Titanidiops canariensis

Scientific classification
- Kingdom: Animalia
- Phylum: Arthropoda
- Subphylum: Chelicerata
- Class: Arachnida
- Order: Araneae
- Infraorder: Mygalomorphae
- Family: Idiopidae
- Genus: Titanidiops
- Species: T. canariensis
- Binomial name: Titanidiops canariensis Wunderlich, 1992

= Titanidiops canariensis =

- Genus: Titanidiops
- Species: canariensis
- Authority: Wunderlich, 1992

Species of trapdoor spider

Titanidiops canariensis is a species of trapdoor spiders belonging belonging to the family Idiopidae (armored trapdoor spiders). They live on the archipelago of the Canary Islands, specifically inhabiting the easternmost regions of the islands.

== Evolutionary history ==
The evolutionary history of Titanidiops canariensis is complex. The Canary Islands, which it lives on, formed as a result of volcanic eruptions during the Miocene epoch and persisting today. These islands have never been connected to the mainland, which makes the presence of this species on the islands unique, as Mygalomorphs, with a few exceptions, are largely absent from oceanic islands (possibly due to low dispersal abilities). There have also been no reported cases of aerial dispersal of spiders within the family Idiopodae.

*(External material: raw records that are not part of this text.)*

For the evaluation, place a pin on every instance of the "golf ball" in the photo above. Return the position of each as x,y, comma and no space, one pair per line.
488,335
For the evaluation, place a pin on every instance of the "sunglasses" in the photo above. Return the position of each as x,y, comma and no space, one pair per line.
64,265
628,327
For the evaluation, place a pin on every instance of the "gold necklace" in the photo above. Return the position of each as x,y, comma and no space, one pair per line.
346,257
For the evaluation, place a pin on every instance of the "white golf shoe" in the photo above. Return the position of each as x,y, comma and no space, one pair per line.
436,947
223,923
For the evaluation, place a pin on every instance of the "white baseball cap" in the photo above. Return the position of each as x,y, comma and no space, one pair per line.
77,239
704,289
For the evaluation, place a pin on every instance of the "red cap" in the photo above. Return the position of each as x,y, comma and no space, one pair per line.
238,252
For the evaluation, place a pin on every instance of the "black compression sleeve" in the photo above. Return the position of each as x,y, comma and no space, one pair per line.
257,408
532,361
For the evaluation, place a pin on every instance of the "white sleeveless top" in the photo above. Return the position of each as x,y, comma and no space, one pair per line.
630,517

Their ancestors likely originated from Northern Africa (although there have been no closely related Moroccan Titanidiops species discovered) and colonized the island around 2.29 million years ago or 4.28–0.05 million years ago during the Miocene or Pliocene epochs. It is known that there was only one colonization of the islands based on phylogenetic analysis revealing a monophyletic tree. The method of arriving to the islands is unknown. It may have colonized the islands in a similar way to the genus Dysdera, which is also from the same region. It possibly colonised the islands by transporting itself on floating islands of debris. The island of Fuerteventura seems to have two separate colonization events from northern Lanzarote and possibly southern Lanzarote.

== Possible split ==
The taxonomy of mygalomorph spiders is difficult to resolve, due to them being phenotypically conservative. Their genetic trees are extensive, and it is difficult to distinguish between fragmented populations and independent evolutionary lineages of species. Models of the phylogeny of Titanidiops canariensis show that there seems to be a basal split in the tree, suggesting that Titanidiops canariensis may actually be two species (this second lineage is referred to as the "JSF" species). These populations are geographically isolated, except on one location where they overlap. They are also genetically isolated, showing little gene flow between the two.